Крутили самокрутки – крошеный самосад, лист со стеблем крепости невозможной. Курили. Передыхали. Глядели – каждый на своё.
Один понизу: глаз темный.
Другой поверху: глаз светлый.
– Мир населен людьми, – говорил по случаю худущий. – Ты только приглядись...
Молчун и тугодум, мысли перелопачивал нескоро, как корова жвачку, слово выпускал наружу редко и не всякое: понять невозможно.
Бывало слово по делу, нужное и верное: головами качали и языком цокали, а бывало порой такое – хоть к врачу вези, в закрытый безумный дом.
Прозвище дали ему за это – Половина Дурака. Не Половина Умника, а Половина Дурака: был на то смысл.
Вполсыта еще поработаем, а вполтоща уже полежим…
Цифра 374 толкала на размышления, на вялые порой пререкания.
Местного смысла цифра не имела и ясно было без спора: намеряно от самой что ни на есть от Москвы.
Спор был: с какого места меряно?
Ланя считал – от крайнего дома. Половина Дурака – от Кремля.
В любом случае цифра вызывала почтение, как привязанная незримо к значительному месту, в котором они прежде не бывали и никогда, конечно, не будут.
Покурив, они поднимались и шли дальше по насыпи.
Голова кверху и голова книзу.
Как в разных мирах.
Столбы с проводами сворачивали с насыпи на новую просеку, и тут они расставались.
– Всё говорят, худею и худею, – сообщал на прощание Половина Дурака. – Это не я худею.
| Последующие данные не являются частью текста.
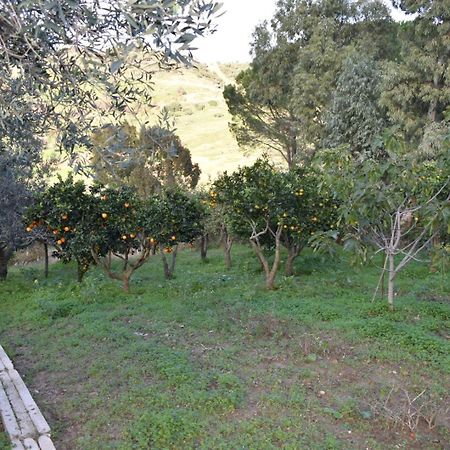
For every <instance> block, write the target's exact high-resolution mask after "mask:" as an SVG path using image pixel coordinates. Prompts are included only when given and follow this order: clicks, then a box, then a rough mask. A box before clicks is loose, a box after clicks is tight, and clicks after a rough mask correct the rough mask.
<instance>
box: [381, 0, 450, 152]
mask: <svg viewBox="0 0 450 450" xmlns="http://www.w3.org/2000/svg"><path fill="white" fill-rule="evenodd" d="M393 3H394V4H396V6H399V7H400V8H401V9H402V10H403V11H404V12H406V13H407V14H415V17H414V18H413V20H412V21H411V22H408V23H405V24H402V26H401V27H399V29H398V40H399V42H400V43H401V47H400V55H399V56H400V57H399V58H398V59H397V60H396V61H392V62H390V63H388V64H386V67H385V70H384V71H385V77H384V89H383V103H384V104H385V105H386V106H387V107H388V109H389V113H390V115H391V116H392V117H393V118H394V120H395V121H396V122H397V123H399V124H400V125H401V127H402V128H403V129H405V130H406V131H407V137H408V140H409V141H410V142H411V143H412V145H418V143H420V142H421V141H422V139H423V138H424V134H425V132H426V129H427V127H428V126H433V124H435V123H439V122H441V121H442V120H443V119H444V118H445V113H446V111H447V110H448V107H449V104H450V91H449V89H448V87H449V84H450V68H449V55H448V49H449V46H450V36H449V33H448V23H449V20H450V14H449V11H450V3H449V1H448V0H442V1H430V2H428V1H422V0H405V1H403V0H394V1H393Z"/></svg>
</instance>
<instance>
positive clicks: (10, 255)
mask: <svg viewBox="0 0 450 450" xmlns="http://www.w3.org/2000/svg"><path fill="white" fill-rule="evenodd" d="M12 254H13V252H12V250H11V249H8V248H0V281H5V280H6V277H7V276H8V263H9V260H10V259H11V256H12Z"/></svg>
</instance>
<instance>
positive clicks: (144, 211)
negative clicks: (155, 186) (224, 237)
mask: <svg viewBox="0 0 450 450" xmlns="http://www.w3.org/2000/svg"><path fill="white" fill-rule="evenodd" d="M204 217H205V211H204V208H203V207H202V206H201V204H200V202H199V201H198V200H197V199H196V198H195V197H194V196H192V195H189V194H188V193H186V192H182V191H179V190H166V191H164V192H163V193H162V194H161V195H159V196H153V197H152V198H150V199H149V200H148V201H146V202H145V203H144V207H143V210H142V212H141V220H142V226H143V228H144V229H145V232H146V235H147V236H148V237H149V239H150V240H151V243H152V244H155V245H156V244H158V245H160V246H161V247H165V248H166V249H168V250H169V251H170V249H171V248H172V247H173V246H175V245H178V244H179V243H187V244H188V243H192V242H193V241H194V240H195V239H196V238H198V237H199V236H200V235H201V234H202V232H203V221H204Z"/></svg>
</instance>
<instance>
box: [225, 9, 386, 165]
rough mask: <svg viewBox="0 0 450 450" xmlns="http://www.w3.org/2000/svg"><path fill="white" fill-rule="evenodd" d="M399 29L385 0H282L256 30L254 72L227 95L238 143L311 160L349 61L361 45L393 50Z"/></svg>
mask: <svg viewBox="0 0 450 450" xmlns="http://www.w3.org/2000/svg"><path fill="white" fill-rule="evenodd" d="M392 26H393V25H392V20H391V19H390V16H389V11H388V9H387V8H386V6H385V5H383V4H382V2H381V1H377V0H362V1H359V2H353V1H350V0H320V1H317V2H311V1H308V0H280V1H279V2H278V5H277V11H276V13H275V16H274V18H273V19H272V21H271V22H270V24H269V23H264V24H263V25H262V26H260V27H258V28H257V30H256V31H255V34H254V42H253V56H254V59H253V61H252V64H251V66H250V69H248V70H247V71H246V72H244V73H242V74H241V75H240V76H239V77H238V79H237V85H236V86H227V88H226V89H225V92H224V95H225V99H226V100H227V103H228V107H229V110H230V112H231V114H232V116H233V120H232V123H231V129H232V130H233V131H234V133H235V135H236V136H237V138H238V141H239V142H240V143H241V144H242V145H244V146H254V145H255V144H256V145H258V144H259V145H261V146H263V147H265V148H266V149H268V150H271V151H276V152H278V153H280V154H281V155H282V157H283V158H284V160H285V161H286V162H287V164H288V166H289V168H292V167H293V166H294V165H295V163H296V162H298V161H301V160H305V159H306V160H307V159H308V158H310V157H311V155H312V154H314V150H315V149H316V148H317V146H318V145H319V144H320V142H321V140H322V136H323V131H324V117H323V116H324V113H325V111H326V109H327V108H328V105H329V102H330V98H331V96H332V92H333V90H334V88H335V85H336V80H337V76H338V74H339V72H340V70H341V66H342V62H343V61H344V60H345V58H346V56H347V55H348V54H349V52H350V51H352V50H353V49H354V48H358V49H364V51H365V52H370V53H371V54H373V55H374V57H375V58H381V57H383V55H384V54H385V53H386V52H388V53H389V49H390V47H391V44H388V42H389V39H388V38H387V36H390V35H392V33H391V28H392Z"/></svg>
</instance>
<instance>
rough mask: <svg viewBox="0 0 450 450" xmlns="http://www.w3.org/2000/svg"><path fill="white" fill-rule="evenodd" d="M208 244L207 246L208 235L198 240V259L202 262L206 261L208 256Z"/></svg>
mask: <svg viewBox="0 0 450 450" xmlns="http://www.w3.org/2000/svg"><path fill="white" fill-rule="evenodd" d="M208 244H209V235H208V233H206V234H204V235H202V237H201V238H200V257H201V258H202V261H203V262H205V261H206V257H207V255H208Z"/></svg>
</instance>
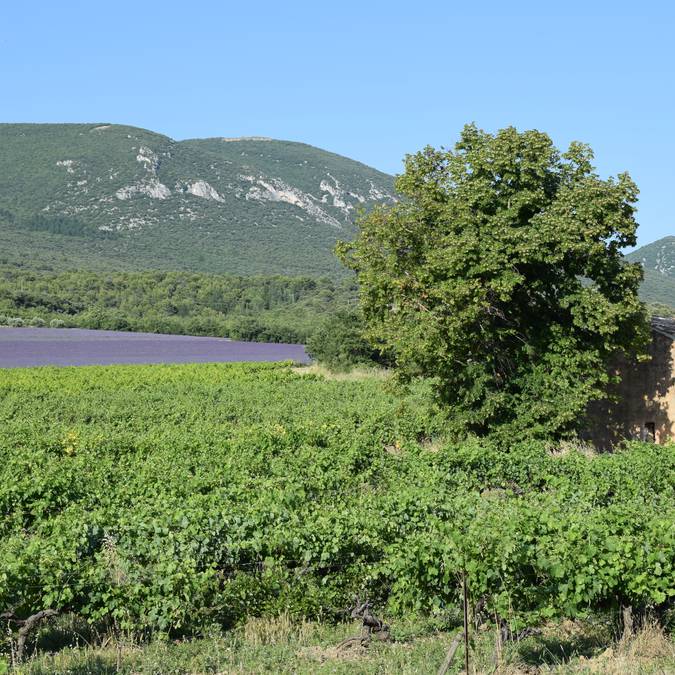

Это они жиреют...
И уходил по просеке в свою сторону.
А Ланя возвращался назад, обстукивая теперь другой рельс.
Жизнь нависла над головой каменным пологом. Осаживала на пятки без жалости и шею гнула. Девками одаривала без спроса. Заботами. Смутными временами и беспокойными слухами.
Хоть стань на лавку – и в пол головой.
А он всё надеялся...
5
Подступали порой вечера, душные, тяжкие, с бликающими зарницами на полнеба, и Ланя тогда не пел, струн не щипал, а уходил без оглядки в глухоночье, не разбирая путей, камней, выбоин-колдобин.